NEW technologies are inevitably aiding the push to increased multimodality in Europe and around the world. And with demand for intermodal freight transport set to grow, Irish manufacturer Combilift presented several new innovations which it believes can enhance this process during the inauguration of the company’s new factory in Monaghan on May 3.

For example, Combilift’s Slip Sheet technology is designed to improve the container loading and unloading process and prevent shippers from simply stuffing containers, which could damage goods.

The slip sheet is made of a hard-wearing steel and the system can accommodate a 30-tonne load. Enabling pre-loading of goods, a hydraulic cylinder is used to insert and remove the sheet along the floor of a 40, 30 or 20ft container with the process taking around seven to eight minutes to complete. The inaugural customer for the product is Easy Logistics, Romania, and the manufacturer is hopeful that the solution can benefit shippers and logistics companies looking to improve the efficiency of their operations.

Combilift also presented its range of customisable straddle carriers at the new factory, a market which it entered in 2010.

Among the highlights of its applications for the intermodal market is a project with Swiss Federal Railways (SBB) where the operator is using two of the company’s carriers at either end of the Gotthard Base tunnel to transfer containers to and from lorries and flat wagons.

Combilift has also worked with CCT Moer Dijk in the Netherlands where it has installed a modular machine, which works across two adjacent tracks and a road lane and is currently serving four 500m-long trains per day each with around 37 containers. Critically the straddle carrier system is not reliant on rails, meaning there was no need to invest in infrastructure or conduct significant civil works at the terminal. Combilift believes customised solutions are potentially attractive in a changing terminal market where the emphasis is increasingly on improving efficiency and handling smaller loads quickly in more confined areas.

“The growing container market presents opportunities for Combilift,” says Mr Martin McVicar, Combilift managing director. “Our approach to business is to listen to the customer and identify the challenges they have and attempt to come up with solutions. We want to standardise components but offer customised solutions.”

Automated guided vehicle

Chemical company BASF used the Multimodality Year 2018 - Future of Transport conference to present its concept for an Automated Guided Vehicle, a fully-automatic tank wagon transfer vehicle, which is designed to improve last mile transfer at its plants.
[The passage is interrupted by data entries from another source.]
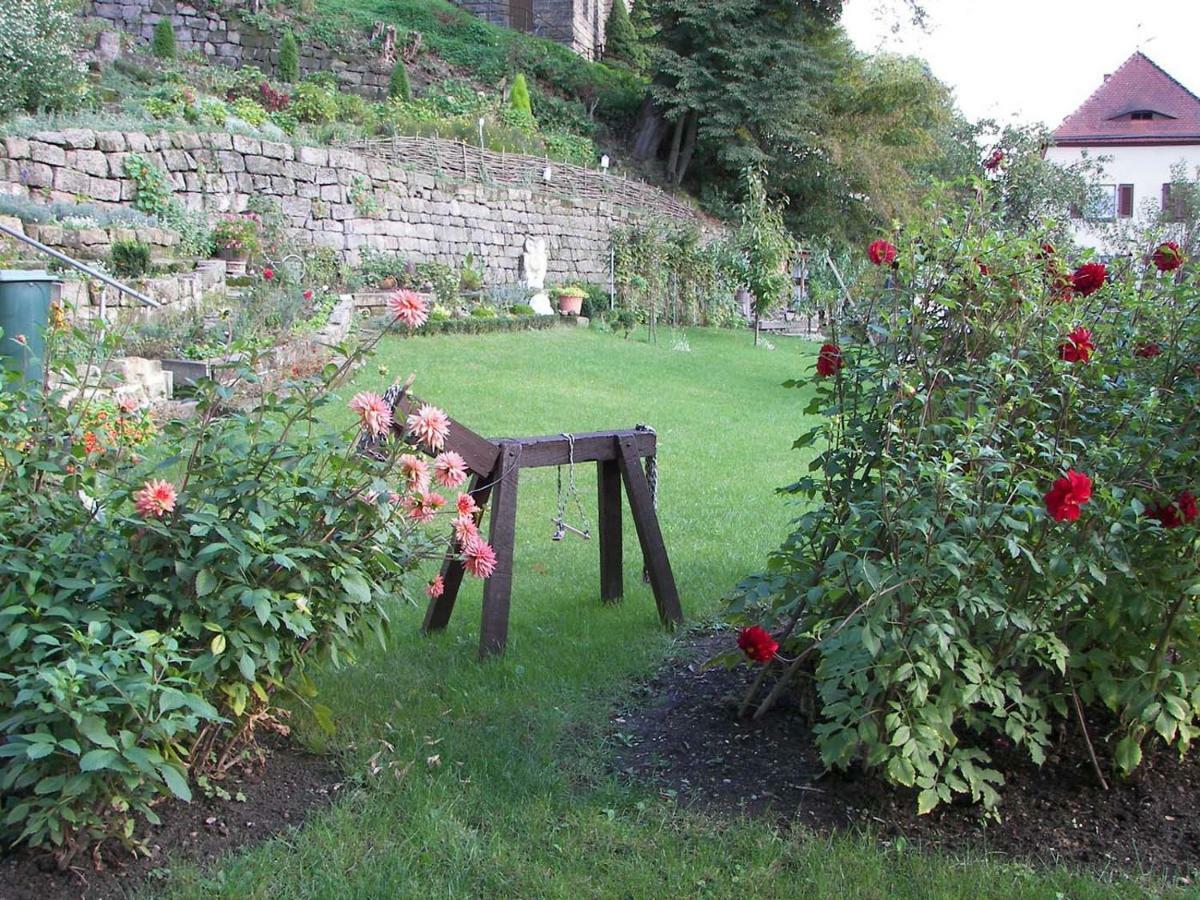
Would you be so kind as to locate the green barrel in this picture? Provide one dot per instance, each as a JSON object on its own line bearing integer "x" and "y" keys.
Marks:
{"x": 24, "y": 311}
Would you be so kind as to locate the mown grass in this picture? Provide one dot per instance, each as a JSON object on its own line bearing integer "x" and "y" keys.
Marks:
{"x": 522, "y": 801}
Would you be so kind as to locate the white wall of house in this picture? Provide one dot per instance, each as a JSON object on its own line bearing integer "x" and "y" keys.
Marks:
{"x": 1147, "y": 168}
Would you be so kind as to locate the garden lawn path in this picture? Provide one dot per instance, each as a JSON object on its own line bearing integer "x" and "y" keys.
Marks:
{"x": 496, "y": 779}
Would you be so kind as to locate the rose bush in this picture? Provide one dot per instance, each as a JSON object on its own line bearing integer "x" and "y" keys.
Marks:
{"x": 1002, "y": 523}
{"x": 155, "y": 605}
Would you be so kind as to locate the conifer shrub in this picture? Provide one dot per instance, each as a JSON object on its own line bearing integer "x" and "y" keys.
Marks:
{"x": 162, "y": 45}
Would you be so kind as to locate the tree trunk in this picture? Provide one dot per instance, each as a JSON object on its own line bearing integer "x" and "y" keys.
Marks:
{"x": 689, "y": 148}
{"x": 649, "y": 132}
{"x": 676, "y": 143}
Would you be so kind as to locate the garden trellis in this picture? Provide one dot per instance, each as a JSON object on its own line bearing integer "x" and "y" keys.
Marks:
{"x": 495, "y": 468}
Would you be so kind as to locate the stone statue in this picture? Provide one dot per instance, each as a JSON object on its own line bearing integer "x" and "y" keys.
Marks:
{"x": 533, "y": 263}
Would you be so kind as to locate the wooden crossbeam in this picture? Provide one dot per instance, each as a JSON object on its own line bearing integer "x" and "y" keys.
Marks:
{"x": 496, "y": 466}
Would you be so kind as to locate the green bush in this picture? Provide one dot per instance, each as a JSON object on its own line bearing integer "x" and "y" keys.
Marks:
{"x": 289, "y": 59}
{"x": 162, "y": 43}
{"x": 315, "y": 103}
{"x": 150, "y": 630}
{"x": 130, "y": 259}
{"x": 1002, "y": 525}
{"x": 39, "y": 69}
{"x": 399, "y": 87}
{"x": 519, "y": 97}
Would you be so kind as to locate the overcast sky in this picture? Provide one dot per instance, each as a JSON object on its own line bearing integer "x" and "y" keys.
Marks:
{"x": 1033, "y": 60}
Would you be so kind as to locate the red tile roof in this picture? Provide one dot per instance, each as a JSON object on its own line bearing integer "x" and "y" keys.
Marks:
{"x": 1139, "y": 84}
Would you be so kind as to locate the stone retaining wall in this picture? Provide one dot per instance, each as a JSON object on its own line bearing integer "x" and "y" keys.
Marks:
{"x": 330, "y": 197}
{"x": 205, "y": 28}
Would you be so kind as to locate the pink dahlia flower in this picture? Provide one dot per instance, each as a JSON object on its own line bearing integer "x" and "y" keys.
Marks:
{"x": 155, "y": 499}
{"x": 430, "y": 426}
{"x": 409, "y": 307}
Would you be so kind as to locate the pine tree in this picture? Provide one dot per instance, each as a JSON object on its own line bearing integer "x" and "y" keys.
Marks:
{"x": 289, "y": 59}
{"x": 621, "y": 39}
{"x": 399, "y": 88}
{"x": 162, "y": 45}
{"x": 520, "y": 95}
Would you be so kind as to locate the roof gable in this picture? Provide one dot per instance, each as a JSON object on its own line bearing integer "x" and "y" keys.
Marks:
{"x": 1138, "y": 85}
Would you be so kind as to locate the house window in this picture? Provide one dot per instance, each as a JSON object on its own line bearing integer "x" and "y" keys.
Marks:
{"x": 1125, "y": 201}
{"x": 1102, "y": 204}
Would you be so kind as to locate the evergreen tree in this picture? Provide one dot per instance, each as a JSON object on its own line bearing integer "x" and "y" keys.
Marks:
{"x": 621, "y": 39}
{"x": 519, "y": 97}
{"x": 162, "y": 45}
{"x": 399, "y": 88}
{"x": 289, "y": 59}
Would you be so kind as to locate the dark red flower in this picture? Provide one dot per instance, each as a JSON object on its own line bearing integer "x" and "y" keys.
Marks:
{"x": 1079, "y": 346}
{"x": 1149, "y": 351}
{"x": 757, "y": 643}
{"x": 1168, "y": 257}
{"x": 881, "y": 252}
{"x": 1089, "y": 279}
{"x": 1067, "y": 495}
{"x": 829, "y": 360}
{"x": 1171, "y": 515}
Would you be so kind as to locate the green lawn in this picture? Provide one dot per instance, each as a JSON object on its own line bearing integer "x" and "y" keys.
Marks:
{"x": 523, "y": 803}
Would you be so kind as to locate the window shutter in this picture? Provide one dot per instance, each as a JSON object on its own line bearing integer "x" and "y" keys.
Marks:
{"x": 1125, "y": 201}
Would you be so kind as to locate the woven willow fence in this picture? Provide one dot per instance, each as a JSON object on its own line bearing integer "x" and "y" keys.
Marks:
{"x": 460, "y": 162}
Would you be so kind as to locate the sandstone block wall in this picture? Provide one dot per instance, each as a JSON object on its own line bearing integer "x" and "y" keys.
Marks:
{"x": 330, "y": 197}
{"x": 204, "y": 28}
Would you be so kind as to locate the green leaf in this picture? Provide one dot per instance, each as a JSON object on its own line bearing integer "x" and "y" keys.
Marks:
{"x": 205, "y": 582}
{"x": 177, "y": 783}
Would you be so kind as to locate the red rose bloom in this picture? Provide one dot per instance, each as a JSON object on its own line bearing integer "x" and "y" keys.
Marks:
{"x": 1079, "y": 346}
{"x": 1067, "y": 496}
{"x": 1149, "y": 351}
{"x": 757, "y": 643}
{"x": 881, "y": 252}
{"x": 1089, "y": 279}
{"x": 1168, "y": 257}
{"x": 1173, "y": 515}
{"x": 829, "y": 360}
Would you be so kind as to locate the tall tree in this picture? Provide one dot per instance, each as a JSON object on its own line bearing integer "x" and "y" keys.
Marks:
{"x": 621, "y": 40}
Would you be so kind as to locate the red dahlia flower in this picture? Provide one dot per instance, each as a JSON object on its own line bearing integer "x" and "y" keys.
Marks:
{"x": 1089, "y": 279}
{"x": 881, "y": 252}
{"x": 1168, "y": 257}
{"x": 1079, "y": 346}
{"x": 829, "y": 360}
{"x": 757, "y": 643}
{"x": 1067, "y": 495}
{"x": 1149, "y": 351}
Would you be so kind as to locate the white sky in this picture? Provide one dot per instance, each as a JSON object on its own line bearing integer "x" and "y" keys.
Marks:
{"x": 1032, "y": 60}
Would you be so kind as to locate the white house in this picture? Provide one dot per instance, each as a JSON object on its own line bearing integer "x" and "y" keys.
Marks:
{"x": 1138, "y": 124}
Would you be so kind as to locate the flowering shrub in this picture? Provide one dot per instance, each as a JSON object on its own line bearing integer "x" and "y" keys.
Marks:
{"x": 1003, "y": 521}
{"x": 153, "y": 607}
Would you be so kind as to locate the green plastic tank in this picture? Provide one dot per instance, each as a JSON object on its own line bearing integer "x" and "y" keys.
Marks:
{"x": 24, "y": 312}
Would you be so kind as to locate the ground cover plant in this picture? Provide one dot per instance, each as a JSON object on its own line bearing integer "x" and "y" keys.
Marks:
{"x": 1005, "y": 521}
{"x": 496, "y": 779}
{"x": 162, "y": 589}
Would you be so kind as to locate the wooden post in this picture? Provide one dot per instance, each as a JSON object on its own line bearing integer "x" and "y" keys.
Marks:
{"x": 438, "y": 613}
{"x": 493, "y": 630}
{"x": 609, "y": 515}
{"x": 654, "y": 551}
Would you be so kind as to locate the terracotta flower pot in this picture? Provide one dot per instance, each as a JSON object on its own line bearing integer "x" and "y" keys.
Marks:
{"x": 570, "y": 304}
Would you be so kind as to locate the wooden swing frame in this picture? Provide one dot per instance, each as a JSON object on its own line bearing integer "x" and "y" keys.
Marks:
{"x": 495, "y": 467}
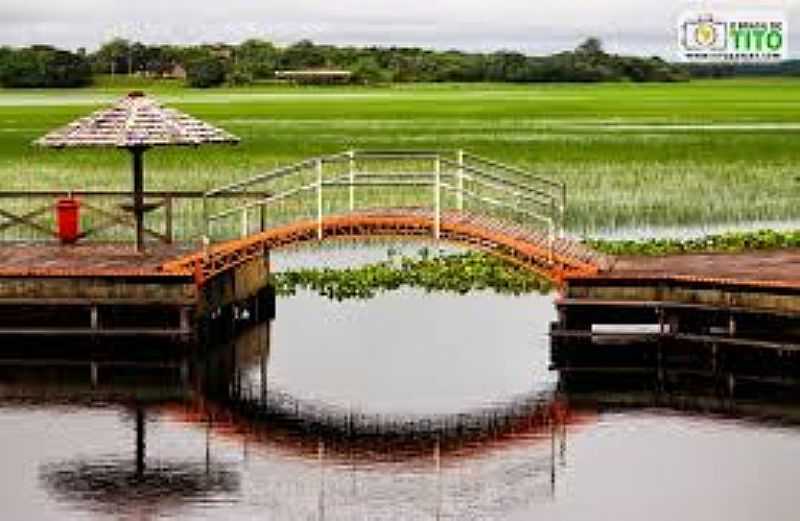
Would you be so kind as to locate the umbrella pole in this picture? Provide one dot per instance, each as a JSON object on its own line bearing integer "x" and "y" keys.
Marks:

Fitted with 32 wheels and eight steerable axles, the 16.5m-long vehicle is able to operate at 30km/h when used in tele-operated mode from a central control centre, and 5km/h when in complete automated mode. The vehicle has a payload of 78 tonnes and is designed to accommodate both standard 26ft tank wagons and 45 and 52-ft tank wagons developed by BASF and Van Hool, Belgium. The vehicle is steered using transponders embedded in the road surface and uses standard sensor technology developed in the automotive industry for object detection as well as video cameras visible to operators in the control centre.

BASF plans to introduce the new vehicles at its Ludwigshafen site from this summer and the objective for the technology is to reduce the transfer time from the rail terminal to the plant’s loading station from around 22 hours at present to one hour.